Demand for safe-haven assets soared as Iran vowed revenge for the killing of Qassem Soleimani, head of its elite Quds Force, in the air strike that was authorized by President Donald Trump.
Bank of America Corp and Citigroup Inc fell more than 1% as the news sent benchmark bond yields to their lowest level since Dec. 12. Nine of the 11 major S&P 500 sectors were in the red.
"The sharp escalation in tensions related to the Middle East is certainly driving the trading narrative for U.S. stocks," said Peter Kenny, founder of Kenny's Commentary LLC in New York.
"Does it mean continued escalation in tension (and) will it end up derailing the U.S. equity rally? I don't think so, but it's worth considering."
The three main stock indexes had closed at record highs on Thursday as fresh monetary stimulus by China added to investor optimism over trade.

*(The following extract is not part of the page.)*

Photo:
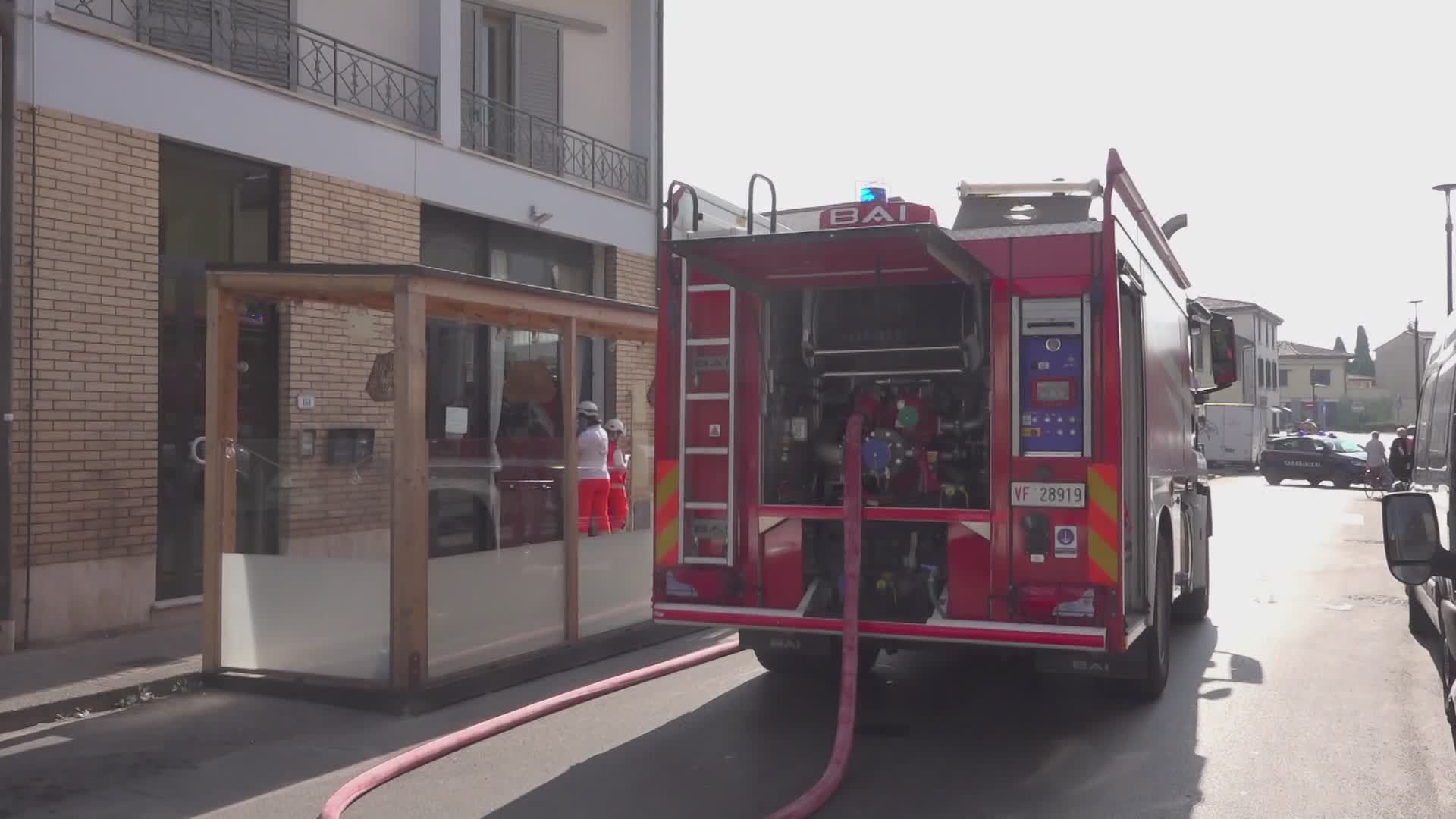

But denting sentiment on Friday, data showed the U.S. manufacturing sector contracted in December by the most in more than a decade.
At 11:30 a.m. ET, the Dow Jones Industrial Average was down 232.15 points, or 0.80%, at 28,636.65, while the S&P 500 was down 21.13 points, or 0.65%, at 3,236.72. The Nasdaq Composite was down 63.86 points, or 0.70%, at 9,028.33.
The CBOE Volatility index, an options-based gauge of investor anxiety, hit its highest level since Dec. 10.
Safe-haven assets such as gold surged after the air strike, boosting shares of miners Newmont Goldcorp, Kirkland Lake and Barrick Gold between 0.4% and 1.1%.
Weapons makers Lockheed Martin Corp and Northrop Grumman Corp were the biggest boost to the S&P 500 index, gaining more than 3% after the attack.
Meanwhile, oil prices jumped about 4%, denting shares of American Airlines Group Inc and Southwest Airlines Co . The S&P 500 energy sector fell 0.6%.
In a bright spot, Tesla Inc shares hit a fresh record after beating estimates for vehicle deliveries in the fourth quarter.
Declining issues outnumbered advancers for a 1.50-to-1 ratio on the NYSE and a 2.18-to-1 ratio on the Nasdaq.